A couple of ʼem just got back. I’m thinking six men. You know some of them. I’ll want Jean.”

  “She’s the climatologist?”

  “That’s right. Plus LeGac, Brian Toynbee, Taki, and two more, depending on who’s available.”

  “All right. I’ll go out on a limb here and authorize you to form a team and stand by. By the time you get back to the French Sector, it will be approved. Please notify me as soon as you are ready to go.”

  Zeb fingered the whistle around his neck. “And our orders?”

  “Shoot to kill.”

  “What about the heffalump?”

  Dawn grinned. “Save the heffalump.”

  2

  A veneer of modernity hung over Addis Ababa like makeup on an old whore. Soaring skyscrapers built with Chinese money jutted from downtown—the Zemin Bank, Nani, Huda and KK Towers, the Maritime Transit HQ and the Bank of Ethiopia, and the seven-hundred-and-thirty-two-foot Carlton Center. But if you drove a mile in any direction, you would find the old Addis Ababa with its serpentine, rutted streets, myriad stalls jostling for elbow room selling everything from weapons to goats, back-alley taverns that served tella, areki, and shamita, distilled from teff and sorghum. Home-brewed areki was a leading cause of lung cancer and deforestation. Ethiopians couldn’t get enough of the strong homemade brew.

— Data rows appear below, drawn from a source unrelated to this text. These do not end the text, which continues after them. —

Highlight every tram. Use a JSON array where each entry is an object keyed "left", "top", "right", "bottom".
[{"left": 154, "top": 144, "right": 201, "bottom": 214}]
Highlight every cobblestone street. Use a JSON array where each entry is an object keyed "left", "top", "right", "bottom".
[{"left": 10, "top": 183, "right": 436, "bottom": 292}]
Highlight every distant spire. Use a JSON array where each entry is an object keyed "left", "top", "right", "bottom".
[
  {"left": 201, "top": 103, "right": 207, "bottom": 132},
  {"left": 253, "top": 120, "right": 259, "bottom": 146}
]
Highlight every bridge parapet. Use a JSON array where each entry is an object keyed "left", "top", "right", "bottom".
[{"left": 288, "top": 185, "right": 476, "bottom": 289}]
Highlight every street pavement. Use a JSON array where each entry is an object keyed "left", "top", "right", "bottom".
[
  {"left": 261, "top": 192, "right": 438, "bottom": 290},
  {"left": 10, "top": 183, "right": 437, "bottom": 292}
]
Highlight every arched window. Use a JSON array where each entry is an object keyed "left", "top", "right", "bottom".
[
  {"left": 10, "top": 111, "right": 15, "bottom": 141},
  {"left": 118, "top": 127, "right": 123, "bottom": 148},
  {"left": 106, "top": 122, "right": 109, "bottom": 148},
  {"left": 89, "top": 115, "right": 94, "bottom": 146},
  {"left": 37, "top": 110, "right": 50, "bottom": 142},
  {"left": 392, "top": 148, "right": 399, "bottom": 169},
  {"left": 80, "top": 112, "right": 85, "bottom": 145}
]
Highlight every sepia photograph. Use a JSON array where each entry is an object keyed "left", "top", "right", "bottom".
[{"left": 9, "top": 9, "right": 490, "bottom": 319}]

  The Okeci Tavern occupied the ground floor of a crumbling three-story cinderblock building on Tarera Street on a winding road off Libya Street. Twenty-four hours after Austin Holbrook had downloaded the image of the blue tusk, Weldon Sewell sat at a scarred wooden table in a back room, his laptop open and a clay bottle of areki at hand, and waited for the rest of his team to arrive. Afrikaner Martin Bortz was there. He was always the first to arrive. The hulking man with a handlebar mustache that would not have looked out of place in Tombstone was a mercenary with no personal life. When he wasn’t in the field, he amused himself with bare-knuckle boxing matches or slapping contests. When he needed a woman, he paid five dollars for a prostitute.